Seems like there aren't that many reads missing, but I'm still interested in why.

hasindu2008 commented 8 months ago

This is the read splitting, now I am more sure. Can you please get one of the read IDs in in_bam_not_inblow5.list and do a grep as:

samtools view calls.bam | grep "readid" 

and see if this "pi" auxiliary tag for parent read ID is present for that read?

If so, we need to locate the parent read IDs for the split reads. For Guppy, the strategy I used is explained under demultiplexing here. You can check the FASTQ generated by Dorado for those split reads to see if they provide a similar tag?

Otherwise, I can think of a strategy to extract this through the BAM file using some bash commands, which would require us to use the BAM file tags.

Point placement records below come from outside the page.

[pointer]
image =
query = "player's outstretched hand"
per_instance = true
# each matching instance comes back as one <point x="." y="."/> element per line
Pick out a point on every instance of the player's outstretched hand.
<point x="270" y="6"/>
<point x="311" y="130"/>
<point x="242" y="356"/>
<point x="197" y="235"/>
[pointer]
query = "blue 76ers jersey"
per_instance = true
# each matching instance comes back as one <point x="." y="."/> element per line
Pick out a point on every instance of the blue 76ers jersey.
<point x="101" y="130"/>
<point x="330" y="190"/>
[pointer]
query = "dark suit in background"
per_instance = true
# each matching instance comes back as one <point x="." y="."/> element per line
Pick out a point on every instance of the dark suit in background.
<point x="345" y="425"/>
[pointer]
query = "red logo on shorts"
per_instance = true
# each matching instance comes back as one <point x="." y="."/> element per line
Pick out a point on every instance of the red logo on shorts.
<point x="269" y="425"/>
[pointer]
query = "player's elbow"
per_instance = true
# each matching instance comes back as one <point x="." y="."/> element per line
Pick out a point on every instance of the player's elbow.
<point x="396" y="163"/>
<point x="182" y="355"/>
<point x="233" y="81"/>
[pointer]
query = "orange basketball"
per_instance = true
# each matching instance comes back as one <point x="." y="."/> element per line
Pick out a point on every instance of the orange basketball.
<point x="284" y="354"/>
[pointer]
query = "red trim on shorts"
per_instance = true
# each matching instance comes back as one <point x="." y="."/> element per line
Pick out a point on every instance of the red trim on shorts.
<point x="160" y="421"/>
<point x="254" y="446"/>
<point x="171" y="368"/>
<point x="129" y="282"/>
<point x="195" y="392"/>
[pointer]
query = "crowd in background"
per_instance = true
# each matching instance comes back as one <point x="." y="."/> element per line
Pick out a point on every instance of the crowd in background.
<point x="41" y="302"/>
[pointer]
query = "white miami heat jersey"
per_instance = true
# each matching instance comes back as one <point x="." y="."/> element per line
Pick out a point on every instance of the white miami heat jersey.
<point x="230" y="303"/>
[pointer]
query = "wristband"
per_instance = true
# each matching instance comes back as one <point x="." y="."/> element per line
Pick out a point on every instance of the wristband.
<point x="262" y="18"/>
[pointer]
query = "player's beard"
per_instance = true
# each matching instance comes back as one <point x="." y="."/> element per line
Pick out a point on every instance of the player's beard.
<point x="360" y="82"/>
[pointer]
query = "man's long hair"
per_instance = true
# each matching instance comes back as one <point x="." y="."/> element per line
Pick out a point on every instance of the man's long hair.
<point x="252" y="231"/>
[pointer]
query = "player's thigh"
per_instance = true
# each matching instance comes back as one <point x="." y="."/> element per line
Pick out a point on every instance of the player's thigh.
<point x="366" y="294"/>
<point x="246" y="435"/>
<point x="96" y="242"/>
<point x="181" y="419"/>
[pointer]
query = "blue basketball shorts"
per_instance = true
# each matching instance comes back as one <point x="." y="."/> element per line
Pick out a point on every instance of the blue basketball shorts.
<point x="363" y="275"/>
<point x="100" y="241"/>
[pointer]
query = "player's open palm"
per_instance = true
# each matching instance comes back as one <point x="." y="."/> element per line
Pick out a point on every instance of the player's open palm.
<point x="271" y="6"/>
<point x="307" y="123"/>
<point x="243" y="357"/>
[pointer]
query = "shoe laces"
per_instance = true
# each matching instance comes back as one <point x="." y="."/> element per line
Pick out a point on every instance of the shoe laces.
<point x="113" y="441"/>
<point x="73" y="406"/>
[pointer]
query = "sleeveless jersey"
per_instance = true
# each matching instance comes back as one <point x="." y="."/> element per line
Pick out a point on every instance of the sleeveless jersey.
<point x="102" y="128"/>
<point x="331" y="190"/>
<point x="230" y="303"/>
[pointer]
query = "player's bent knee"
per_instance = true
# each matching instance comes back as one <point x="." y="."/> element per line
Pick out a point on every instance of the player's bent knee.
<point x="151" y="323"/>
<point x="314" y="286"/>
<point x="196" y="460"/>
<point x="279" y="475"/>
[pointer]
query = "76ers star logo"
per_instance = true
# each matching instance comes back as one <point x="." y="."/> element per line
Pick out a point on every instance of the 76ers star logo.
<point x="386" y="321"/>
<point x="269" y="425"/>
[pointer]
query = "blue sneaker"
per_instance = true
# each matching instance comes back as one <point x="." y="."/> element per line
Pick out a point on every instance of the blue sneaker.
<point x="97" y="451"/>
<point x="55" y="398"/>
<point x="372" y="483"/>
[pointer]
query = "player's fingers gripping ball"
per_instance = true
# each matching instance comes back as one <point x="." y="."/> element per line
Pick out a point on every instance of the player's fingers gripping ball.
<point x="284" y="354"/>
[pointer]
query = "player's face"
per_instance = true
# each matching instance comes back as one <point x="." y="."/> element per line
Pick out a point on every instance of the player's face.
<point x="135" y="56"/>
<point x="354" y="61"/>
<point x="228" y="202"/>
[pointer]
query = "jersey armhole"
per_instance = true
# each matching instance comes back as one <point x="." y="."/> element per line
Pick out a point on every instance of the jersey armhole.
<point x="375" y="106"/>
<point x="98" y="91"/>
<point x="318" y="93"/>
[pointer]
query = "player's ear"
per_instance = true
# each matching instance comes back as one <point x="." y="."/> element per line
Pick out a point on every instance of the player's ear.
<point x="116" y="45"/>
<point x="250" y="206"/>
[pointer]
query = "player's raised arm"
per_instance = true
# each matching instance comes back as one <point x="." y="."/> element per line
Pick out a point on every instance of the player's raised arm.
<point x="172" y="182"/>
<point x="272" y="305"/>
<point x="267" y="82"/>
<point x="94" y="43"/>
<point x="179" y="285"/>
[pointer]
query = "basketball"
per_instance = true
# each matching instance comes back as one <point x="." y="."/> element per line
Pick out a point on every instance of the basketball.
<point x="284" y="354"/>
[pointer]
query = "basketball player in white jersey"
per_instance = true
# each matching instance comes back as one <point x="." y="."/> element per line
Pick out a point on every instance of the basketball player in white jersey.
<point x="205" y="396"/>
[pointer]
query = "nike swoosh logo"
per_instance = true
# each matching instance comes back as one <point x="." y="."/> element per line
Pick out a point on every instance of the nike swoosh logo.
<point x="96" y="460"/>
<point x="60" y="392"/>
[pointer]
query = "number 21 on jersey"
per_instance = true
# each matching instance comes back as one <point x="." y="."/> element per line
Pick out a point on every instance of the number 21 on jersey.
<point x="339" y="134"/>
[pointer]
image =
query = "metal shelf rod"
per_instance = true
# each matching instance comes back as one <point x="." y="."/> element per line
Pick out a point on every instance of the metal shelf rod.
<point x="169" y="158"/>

Another solution is using buttery-eel wrapper on top of the ONT's Dorado basecall server. ONT's Dorado basecall server can be downloaded from the ONT software page (this is the version of Dorado they use in MinKNOW for live basecalling). Then, you can buttery-eel on the BLOW5 directly like:

buttery-eel  -g /path/to/ont-dorado/bin --config dna_r10.4.1_e8.2_400bps_5khz_fast.cfg --device 'cuda:all' -i  can_pod5_merge.blow5 -o  reads.fastq --port 5555  --use_tcp --barcode_kits SQK-NBD114-24 --do_read_splitting

This will create a file called barcode_summary.txt which has a proper format like here, and the parent_read_id and barcode_arrangement columns can be used to easily generate the read_ids.list to be fed to slow5tools.

jorisbalc commented 8 months ago

Yes, the pi tag is there. Sems like it was the read splitting. I'll follow the workflow to grab the parent read ids as described under the demultiplexing strategy. I'll make sure to re-open if anything comes up. Thank you for the great tool!